So it's long been theorized that there could exist a form of function that would splice its result into the feed of execution. And now we have it:
weirdness: inliner [x [block!] :refinement] [
either refinement [
'reverse
][
spread compose [append (x) first]
]
]
>> data: [a b c]
>> weirdness data [1 2 3]
== [a b c 1] ; acts like you wrote `append [a b c] first [1 2 3]`
>> data
== [a b c]
>> weirdness:refinement data [1 2 3]
== [1 2 3] ; acts like you wrote `reverse [a b c] [1 2 3]`
>> data
== [c b a]
So you return either an element or a SPLICE! of what you want injected at the callsite. (Or a VOID to have same effect as an empty splice.) If you want things to be bound to things that the INLINER knew about (e.g. the argument X in the case above) then you have to bind it before you give it back as a splice.
NOTE: Here Be Dragons! 
The function interface for what the inliner produced above looks like it only takes one argument, but it winds up being effectively variadic. Here you see it deciding to take one or two.

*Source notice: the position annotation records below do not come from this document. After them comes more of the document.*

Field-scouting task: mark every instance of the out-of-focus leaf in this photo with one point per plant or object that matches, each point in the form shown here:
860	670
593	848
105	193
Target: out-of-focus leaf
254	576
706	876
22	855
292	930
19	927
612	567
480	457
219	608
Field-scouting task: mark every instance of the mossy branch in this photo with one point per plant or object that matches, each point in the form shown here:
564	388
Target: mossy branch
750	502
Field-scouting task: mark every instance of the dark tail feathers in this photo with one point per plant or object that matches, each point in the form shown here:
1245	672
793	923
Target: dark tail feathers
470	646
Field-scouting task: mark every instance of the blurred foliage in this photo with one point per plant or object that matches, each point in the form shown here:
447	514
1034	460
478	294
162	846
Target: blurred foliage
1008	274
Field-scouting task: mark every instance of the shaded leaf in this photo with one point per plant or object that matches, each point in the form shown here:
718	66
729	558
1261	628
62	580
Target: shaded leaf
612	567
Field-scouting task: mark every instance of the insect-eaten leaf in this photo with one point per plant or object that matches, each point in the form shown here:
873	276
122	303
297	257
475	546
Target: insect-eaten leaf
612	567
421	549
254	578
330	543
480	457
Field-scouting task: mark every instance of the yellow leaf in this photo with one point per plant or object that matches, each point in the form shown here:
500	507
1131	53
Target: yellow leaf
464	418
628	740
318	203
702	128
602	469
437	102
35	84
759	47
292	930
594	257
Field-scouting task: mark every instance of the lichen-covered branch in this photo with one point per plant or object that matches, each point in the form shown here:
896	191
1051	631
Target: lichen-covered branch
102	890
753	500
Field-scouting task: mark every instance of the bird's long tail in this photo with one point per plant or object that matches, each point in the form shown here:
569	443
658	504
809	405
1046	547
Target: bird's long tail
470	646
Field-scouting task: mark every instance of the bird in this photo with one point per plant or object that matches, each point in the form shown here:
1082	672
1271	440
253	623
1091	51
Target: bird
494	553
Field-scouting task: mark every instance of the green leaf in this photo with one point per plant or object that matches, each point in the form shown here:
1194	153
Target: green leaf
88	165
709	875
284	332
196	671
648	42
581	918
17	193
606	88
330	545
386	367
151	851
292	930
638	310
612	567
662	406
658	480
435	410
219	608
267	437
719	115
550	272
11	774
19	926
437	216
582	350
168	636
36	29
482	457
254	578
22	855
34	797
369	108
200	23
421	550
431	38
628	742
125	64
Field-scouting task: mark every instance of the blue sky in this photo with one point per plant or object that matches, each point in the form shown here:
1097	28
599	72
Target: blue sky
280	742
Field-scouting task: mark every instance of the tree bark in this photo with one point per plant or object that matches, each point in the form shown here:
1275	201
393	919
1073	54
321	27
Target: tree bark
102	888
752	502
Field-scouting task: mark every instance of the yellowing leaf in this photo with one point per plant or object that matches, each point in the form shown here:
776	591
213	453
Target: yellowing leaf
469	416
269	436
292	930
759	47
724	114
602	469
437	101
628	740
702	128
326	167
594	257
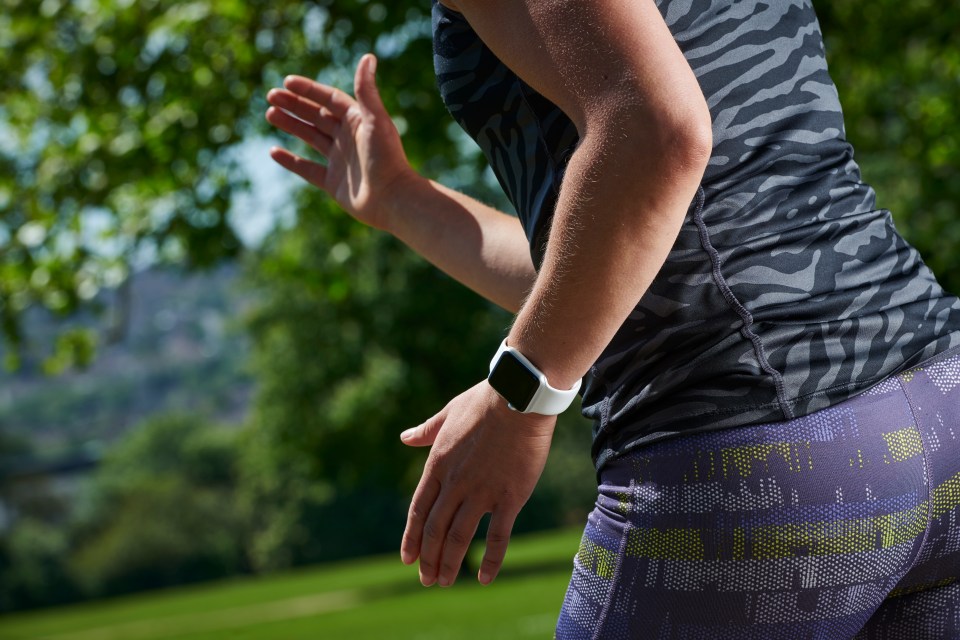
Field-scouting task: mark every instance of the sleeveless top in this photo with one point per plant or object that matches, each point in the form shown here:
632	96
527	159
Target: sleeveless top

Note that if you put an infix operator at the beginning of a macro splice, it will not be able to see its left. So if you want an inliner to see the left hand side parameter, the inliner itself has to be infix. It will see the infix parameter, but won't "consume" it:
add1020: infix inliner [] [
return [+ 1020]
]
>> 304 add1020
== 1324
As a general reminder of why you can't decide infix "after the fact"... the concept of a single instruction "step" is one that has a finishing point. If all functions reserved the right to be infix, then that would mean a EVAL of a BLOCK! couldn't be separated into individual evaluation steps...each function would run glued to the last. It would be possible to avoid this if COMMA!s between expressions were enforced so you called out where every expression ended, but we obviously do not want that!